- Film poster
- Directed by: Chase Joynt
- Written by: Chase Joynt Morgan M. Page
- Produced by: Samantha Curley Shant Joshi Brooke Sebold
- Starring: Angelica Ross Zackary Drucker Jen Richards Max Wolf Valerio Silas Howard Stephen Ira
- Cinematography: Aubree Bernier-Clarke
- Edited by: Cecilio Escobar Brooke Sebold
- Production companies: Fae Pictures Level Ground
- Release date: January 22, 2022 (Sundance);
- Running time: 75 minutes
- Country: Canada
- Language: English
- Box office: $48,147

= Framing Agnes =

2022 Canadian film

Framing Agnes is a 2022 Canadian documentary film, directed by Chase Joynt. An examination of transgender histories, the film centres on Joynt and a cast of transgender actors reenacting various case studies from Harold Garfinkel's work with transgender clients at the University of California, Los Angeles.

== Synopsis ==
The film explores the concept of the trans icon. It uses a hybrid format, combining scholarly analysis with clips based on archived interviews, filmed with transgender actors.

== Background ==
The film is an expansion of Joynt's short film of the same title, which premiered in 2019.

== Cast ==
The cast includes Angelica Ross, Zackary Drucker, Jen Richards, Max Wolf Valerio, Silas Howard, and Stephen Ira.
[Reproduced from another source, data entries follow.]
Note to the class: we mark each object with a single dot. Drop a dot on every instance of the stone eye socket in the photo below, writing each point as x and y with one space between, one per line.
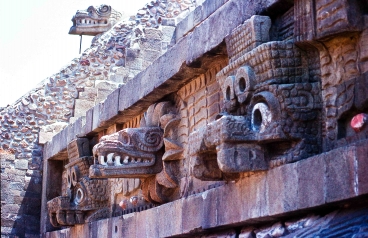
125 139
242 84
228 93
261 117
79 196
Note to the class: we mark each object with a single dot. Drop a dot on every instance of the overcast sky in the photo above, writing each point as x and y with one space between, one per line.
34 40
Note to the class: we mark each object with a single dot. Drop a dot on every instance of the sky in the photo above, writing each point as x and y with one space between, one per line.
34 40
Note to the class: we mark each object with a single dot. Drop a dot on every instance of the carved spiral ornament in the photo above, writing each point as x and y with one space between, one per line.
150 141
104 10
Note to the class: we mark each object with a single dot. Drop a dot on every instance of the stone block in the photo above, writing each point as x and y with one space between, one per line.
254 191
150 55
82 106
211 202
168 33
108 109
128 228
150 227
311 173
44 137
136 64
100 228
192 213
149 44
362 167
78 147
152 33
173 226
11 208
21 164
230 200
339 175
4 156
88 93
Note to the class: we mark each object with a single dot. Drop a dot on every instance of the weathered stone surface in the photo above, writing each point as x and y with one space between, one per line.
296 102
197 213
82 105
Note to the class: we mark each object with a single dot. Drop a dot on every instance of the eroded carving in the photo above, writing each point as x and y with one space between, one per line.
145 152
83 199
94 20
271 113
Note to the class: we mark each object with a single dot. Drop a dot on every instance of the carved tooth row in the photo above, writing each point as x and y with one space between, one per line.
112 159
90 22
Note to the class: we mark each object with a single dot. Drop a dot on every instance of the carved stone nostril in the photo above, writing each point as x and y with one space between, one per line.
134 200
359 121
102 160
126 160
110 158
117 160
123 204
228 93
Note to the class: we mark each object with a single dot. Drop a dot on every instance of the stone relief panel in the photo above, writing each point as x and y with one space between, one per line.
271 111
146 152
83 199
340 28
94 20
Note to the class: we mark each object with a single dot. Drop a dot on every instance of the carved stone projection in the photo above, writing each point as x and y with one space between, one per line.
94 20
83 199
146 152
338 29
271 110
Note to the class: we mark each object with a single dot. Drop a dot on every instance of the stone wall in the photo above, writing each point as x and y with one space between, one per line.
268 122
113 59
260 134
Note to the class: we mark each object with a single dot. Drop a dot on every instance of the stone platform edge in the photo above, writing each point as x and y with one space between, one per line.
329 178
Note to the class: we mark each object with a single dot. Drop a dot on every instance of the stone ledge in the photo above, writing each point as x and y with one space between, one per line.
166 74
332 177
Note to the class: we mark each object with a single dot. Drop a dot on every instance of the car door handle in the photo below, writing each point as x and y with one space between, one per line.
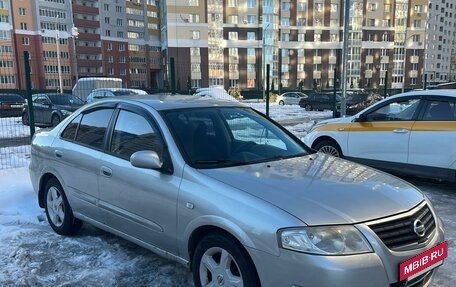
58 153
106 171
400 131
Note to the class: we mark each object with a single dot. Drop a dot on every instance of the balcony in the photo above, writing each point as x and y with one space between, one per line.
88 50
317 60
89 36
86 23
82 9
89 63
413 74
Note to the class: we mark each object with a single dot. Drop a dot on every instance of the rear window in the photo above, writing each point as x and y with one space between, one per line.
11 98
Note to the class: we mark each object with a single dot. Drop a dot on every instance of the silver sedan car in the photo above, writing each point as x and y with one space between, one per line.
231 194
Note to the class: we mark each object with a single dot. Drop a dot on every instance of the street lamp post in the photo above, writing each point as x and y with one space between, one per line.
59 68
263 66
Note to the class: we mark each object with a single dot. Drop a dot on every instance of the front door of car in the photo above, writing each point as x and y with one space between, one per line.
433 137
384 133
138 201
77 158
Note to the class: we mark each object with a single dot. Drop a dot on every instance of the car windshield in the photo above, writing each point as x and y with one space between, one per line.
65 100
221 137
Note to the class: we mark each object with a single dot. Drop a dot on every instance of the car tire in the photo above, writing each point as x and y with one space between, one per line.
213 251
58 210
329 147
25 119
55 120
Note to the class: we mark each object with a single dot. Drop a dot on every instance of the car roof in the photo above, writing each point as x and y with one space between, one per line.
438 92
168 102
112 89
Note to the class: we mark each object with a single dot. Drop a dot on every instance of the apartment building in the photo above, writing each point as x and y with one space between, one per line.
398 43
440 36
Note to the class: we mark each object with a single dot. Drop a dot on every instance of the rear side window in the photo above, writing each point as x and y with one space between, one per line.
133 133
440 111
92 129
70 131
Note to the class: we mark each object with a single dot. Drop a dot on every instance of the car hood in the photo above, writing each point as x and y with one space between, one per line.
320 189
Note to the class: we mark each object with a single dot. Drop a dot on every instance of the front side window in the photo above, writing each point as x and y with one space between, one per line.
132 133
395 111
221 137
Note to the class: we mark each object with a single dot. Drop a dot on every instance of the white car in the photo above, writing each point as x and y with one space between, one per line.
215 92
98 94
411 133
290 98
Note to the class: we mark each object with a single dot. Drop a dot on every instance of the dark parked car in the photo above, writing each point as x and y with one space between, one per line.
319 101
49 109
358 101
11 105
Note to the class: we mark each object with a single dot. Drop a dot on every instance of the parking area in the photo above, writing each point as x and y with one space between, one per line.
33 255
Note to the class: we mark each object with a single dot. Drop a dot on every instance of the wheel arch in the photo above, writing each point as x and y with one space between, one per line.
41 188
205 230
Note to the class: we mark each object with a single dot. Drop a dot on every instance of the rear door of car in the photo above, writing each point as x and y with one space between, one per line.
138 201
384 132
433 137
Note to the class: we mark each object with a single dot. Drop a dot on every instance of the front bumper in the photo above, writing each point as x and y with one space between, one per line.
377 269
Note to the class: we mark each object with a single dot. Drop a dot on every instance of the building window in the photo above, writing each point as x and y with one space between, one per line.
251 19
387 8
372 7
232 35
195 35
194 52
193 18
302 6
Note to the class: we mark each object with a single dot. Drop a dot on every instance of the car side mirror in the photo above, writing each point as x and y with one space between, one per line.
361 118
146 159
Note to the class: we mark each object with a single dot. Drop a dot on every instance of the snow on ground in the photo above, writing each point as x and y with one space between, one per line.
31 254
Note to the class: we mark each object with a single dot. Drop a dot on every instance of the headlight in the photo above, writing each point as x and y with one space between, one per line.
325 240
65 112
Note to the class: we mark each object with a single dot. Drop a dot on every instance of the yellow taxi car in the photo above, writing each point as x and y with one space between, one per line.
411 133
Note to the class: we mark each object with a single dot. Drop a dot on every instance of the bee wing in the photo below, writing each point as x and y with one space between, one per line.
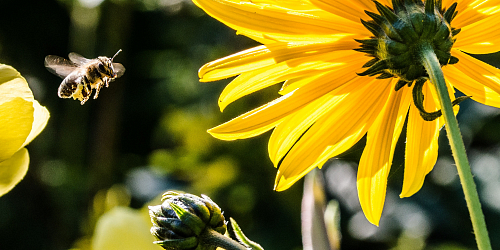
78 59
119 69
59 66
== Release and reception ==
The film premiered at the 2022 Sundance Film Festival, where Joynt won both the Audience Award and the Innovator Prize in the NEXT program. In a critical review in Paste, Shayna Maci Warner wrote, "As a cinematic experience, the film feels pulled in several directions, formally incomplete and jagged." IndieWire's review was similarly mixed, commenting negatively on the high proportion of academic content in the documentary, making it "feel more a history class than a story."

The film was longlisted for the Jean-Marc Vallée DGC Discovery Award, and shortlisted for the DGC Allan King Award for Best Documentary Film at the 2022 Directors Guild of Canada awards.

 Metacritic, which uses a weighted average, assigned the film a score of 69 out of 100, based on 9 critics, indicating "generally favorable" reviews.